# Advise confirms.?



## rkm16 (Mar 25, 2013)

I'm very confused... I got paid for my first wages on the 31st may and on the bank statement it says 'advise confirms' but when i got my payslip it has a different company name. Will that be an issue because doesn't it have to be the same name on payslip and statement?


----------



## rkm16 (Mar 25, 2013)

I spoke to my employer and he said they pay by Chaps....so they can't change their method, what do I do???


----------



## Joppa (Sep 7, 2009)

Get a letter from your employer explaining the apparent discrepancy. It must be on company stationery and signed by payroll manager or similar.


----------



## rkm16 (Mar 25, 2013)

What should be it written on it..? But Joppa I received a letter from the bank notifying me of the transaction of my wages nd written there is the actual company name. It's just on the statement it says "advise confirms" my manager is not very understanding and I doubt he will write me a letter. Can the bank just send me that letter to confirm the transaction every month


----------



## rkm16 (Mar 25, 2013)

Please can sumone help...I'm really stressing...just when i thought everything is right...something has to go wrong


----------



## Joppa (Sep 7, 2009)

Just to state the name on the bank statement and on pay slip are the one and the same company.


----------



## rkm16 (Mar 25, 2013)

Joppa said:


> Just to state the name on the bank statement and on pay slip are the one and the same company.
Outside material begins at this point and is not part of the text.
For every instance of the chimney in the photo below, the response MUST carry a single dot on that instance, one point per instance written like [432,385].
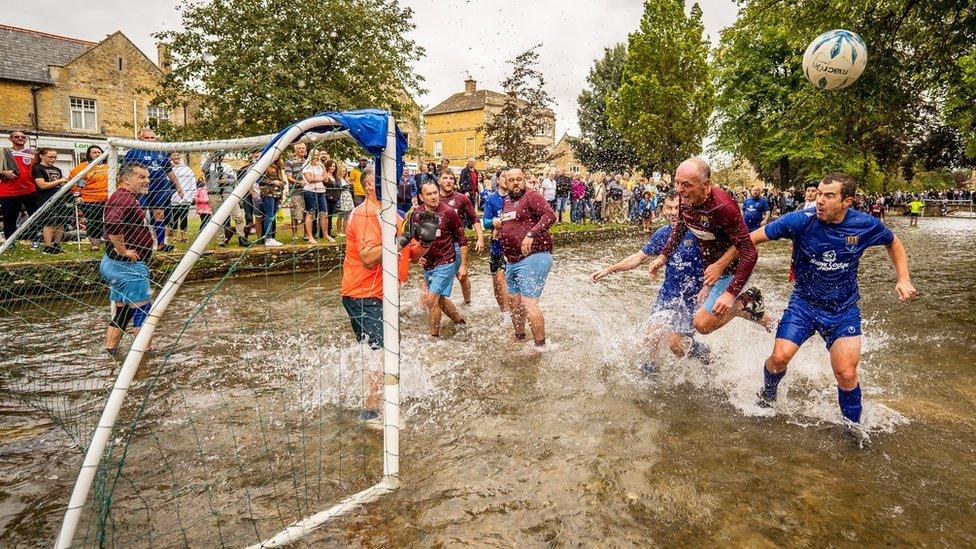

The name on the payslip is same as what the bank sees.....but as its paid by chaps it shows "advise confirm".....so Can the bank not confirm that rather then my boss? He's very ignorant and I know he won't do it


----------



## AmyD (Jan 12, 2013)

The bank doesn't know or care who your employer is. You have to go through your employer.


----------



## rkm16 (Mar 25, 2013)

AmyD said:


> The bank doesn't know or care who your employer is. You have to go through your employer.


AmyD I meant I received a letter confirming y wages going in, the date, amount and company name same as payslip. So could I not ask the bank to send this to me every month? Or asking my employer is the only way?


----------